PIG and PIG Latin (Pig and PigLatin) Pig programming language is configured to assimilate all types of data (structured/unstructured, etc.). It is comprised of two key modules: the language itself, called PigLatin, and the runtime version in which the PigLatin code is executed.
Hive Hive is a runtime Hadoop support architecture that leverages Structure Query Language (SQL) with the Hadoop platform. It permits SQL programmers to develop Hive Query Language (HQL) statements akin to typical SQL statements.
Jaql Jaql is a functional, declarative query language designed to process large data sets. To facilitate parallel processing, Jaql converts “‘high-level’ queries into ‘low-level’ queries” consisting of MapReduce tasks.
Zookeeper Zookeeper allows a centralized infrastructure with various services, providing synchronization across a cluster of servers. Big data analytics applications utilize these services to coordinate parallel processing across big clusters.
HBase HBase is a column-oriented database management system that sits on top of HDFS. It uses a non-SQL approach.

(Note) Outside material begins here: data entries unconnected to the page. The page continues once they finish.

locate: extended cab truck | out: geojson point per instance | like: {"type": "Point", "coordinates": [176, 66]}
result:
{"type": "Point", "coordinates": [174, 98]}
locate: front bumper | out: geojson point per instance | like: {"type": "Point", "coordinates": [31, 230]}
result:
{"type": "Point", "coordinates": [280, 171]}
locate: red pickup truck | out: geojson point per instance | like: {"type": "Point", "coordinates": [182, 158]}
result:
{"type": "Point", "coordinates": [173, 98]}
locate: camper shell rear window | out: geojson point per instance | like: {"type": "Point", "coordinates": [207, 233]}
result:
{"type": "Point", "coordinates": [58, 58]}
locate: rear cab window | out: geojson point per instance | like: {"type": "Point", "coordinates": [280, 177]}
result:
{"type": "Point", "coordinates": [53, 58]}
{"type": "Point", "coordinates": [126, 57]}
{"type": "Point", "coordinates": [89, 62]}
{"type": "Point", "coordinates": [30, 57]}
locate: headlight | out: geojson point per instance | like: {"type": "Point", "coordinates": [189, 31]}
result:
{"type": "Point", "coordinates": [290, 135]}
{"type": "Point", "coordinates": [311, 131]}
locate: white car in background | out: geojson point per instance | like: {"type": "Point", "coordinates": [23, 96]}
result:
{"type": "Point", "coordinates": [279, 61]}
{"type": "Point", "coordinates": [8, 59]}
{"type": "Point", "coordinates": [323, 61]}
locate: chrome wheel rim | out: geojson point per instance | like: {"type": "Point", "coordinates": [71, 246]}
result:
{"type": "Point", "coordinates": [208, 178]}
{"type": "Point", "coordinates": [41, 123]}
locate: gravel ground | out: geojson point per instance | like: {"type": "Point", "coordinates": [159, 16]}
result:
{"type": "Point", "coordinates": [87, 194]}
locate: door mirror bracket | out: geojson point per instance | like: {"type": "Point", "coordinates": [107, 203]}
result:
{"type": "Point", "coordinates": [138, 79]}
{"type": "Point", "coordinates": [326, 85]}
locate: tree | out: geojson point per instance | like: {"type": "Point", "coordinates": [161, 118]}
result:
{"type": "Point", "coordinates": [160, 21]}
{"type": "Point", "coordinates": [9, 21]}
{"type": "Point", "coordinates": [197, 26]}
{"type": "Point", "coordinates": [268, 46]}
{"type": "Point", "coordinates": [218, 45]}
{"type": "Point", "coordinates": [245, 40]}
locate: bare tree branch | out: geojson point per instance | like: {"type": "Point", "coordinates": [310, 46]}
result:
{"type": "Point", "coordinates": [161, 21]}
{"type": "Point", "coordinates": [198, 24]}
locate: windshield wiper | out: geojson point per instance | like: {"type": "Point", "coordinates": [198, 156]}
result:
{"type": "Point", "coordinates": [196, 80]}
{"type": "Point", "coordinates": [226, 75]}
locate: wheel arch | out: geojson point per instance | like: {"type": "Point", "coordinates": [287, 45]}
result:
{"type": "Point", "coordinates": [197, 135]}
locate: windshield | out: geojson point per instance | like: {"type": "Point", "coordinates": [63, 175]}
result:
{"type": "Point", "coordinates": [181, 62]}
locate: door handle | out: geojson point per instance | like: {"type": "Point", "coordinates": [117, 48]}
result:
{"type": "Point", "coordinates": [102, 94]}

Cassandra Cassandra is also a distributed database system. It is designated as a top-level project modeled to handle big data distributed across many utility servers. It also provides reliable service with no particular point of failure (http://en.wikipedia.org/wiki/Apache_Cassandra) and it is a NoSQL system.
Oozie Oozie, an open source project, streamlines the workflow and coordination among the tasks.
Lucene The Lucene project is used widely for text analytics/searches and has been incorporated into several open source projects. Its scope includes full text indexing and library search for use within a Java application.
Avro Avro facilitates data serialization services. Versioning and version control are additional useful features.
Mahout Mahout is yet another Apache project whose goal is to generate free applications of distributed and scalable machine learning algorithms that support big data analytics on the Hadoop platform.